Handling LBD Alone

The word caregiver is defined by Merriam Webster as “a person who provides direct care (as for children, elderly people, or the chronically ill.” And while that definition is true, it lacks the profusion of sacrifices, effort and emotional strain that every caregiver must endure. One of the most resilient caregivers is Amy Washuta, a native of Mineral Bluff, Ga, who spends the majority of her time caring for her husband.

“[Being a] caregiver means day in and day out of my situation, 24/7,” said Washuta. “You must be a keeper of the record, problem solver, punching bag for his frustration and understanding of the roller coaster of his feelings and emotions that he cannot explain.”

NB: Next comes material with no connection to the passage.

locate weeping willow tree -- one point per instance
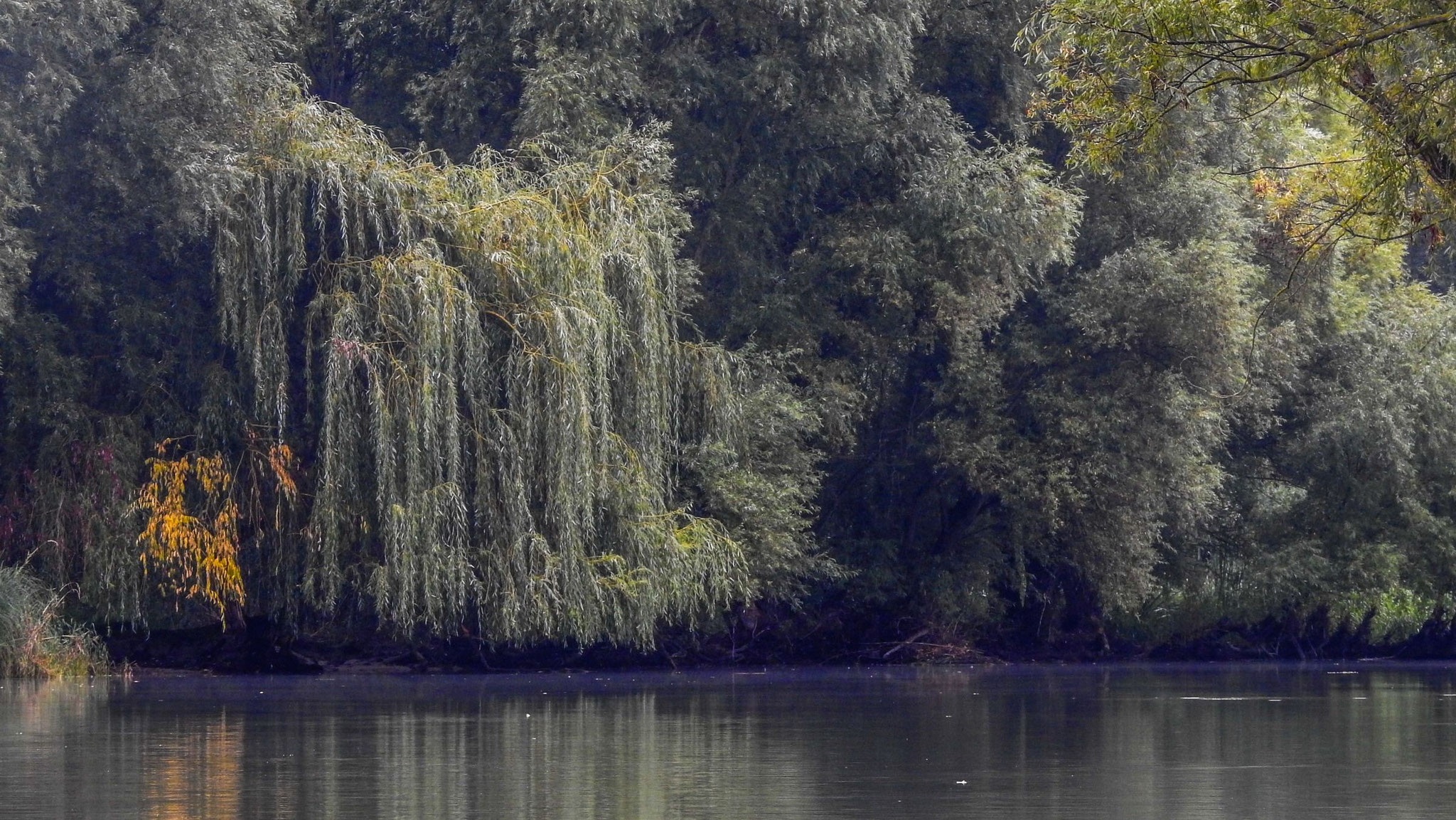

Washuta’s caregiving journey began when her husband, Paul, was diagnosed with Lewy Body Dementia (LBD). The Lewy Body Dementia Association describes the condition as “a progressive brain disorder in which Lewy bodies (abnormal deposits of a protein called alpha-synuclein) build up in areas of the brain that regulate behavior, cognition, and movement.”

Paul was once an adventurous spirit, who saw an opportunity in every situation. He was able to reason and rationalize and make sense of chaos. His passion was to work and his hands were his greatest tools. He would spend hours in his workshop, crafting wooden gifts such as beds for the animal shelter to benches to frames.

“He was the problem solver, he was the visionary that could create something in his mind and build it exactly as he imagined,” said Washuta.

However, Washuta began to notice changes in Paul’s behavior. It began as misplacing and mistaking common household items such as car keys and stumbling more often. It became unsafe when he began taking scorching items out of the oven without any protection. But, Washuta could not ignore the changes when Paul began hallucinating or forgetting he was driving and drifted into the median.

“The biggest thing was when he woke me up in the middle of the night asking “where the bathroom was in this joint,” said Washuta.

With all of Paul’s seemingly sudden changes, Washuta had to accept a new normal, a new reality where she was the captain of a sometimes sinking ship. Washuta had to adjust to handling their finances, driving both of them everywhere, and realizing that simple tasks of their daily routine required strenuous labor.

But, the acceptance of Paul’s new reality was Washuta’s biggest challenge.

“He wants to work, he has always loved to work,” said Washuta. “This bothers him that he can no longer provide for me, but he does help with what he can remember and can do.”

Washuta has found comfort in the inspiration she found within Alzheimer’s Association. At a conference hosted by the Alzheimer’s Association in Blue Ridge, Washuta met Teepa Snow, who challenged and encouraged her to change her way of thinking in order to communicate and help her husband.

“He loves to hike still and fish in the Toccoa,” said Washuta. “And is he is very open to talking about his illness and I also believe it helps.”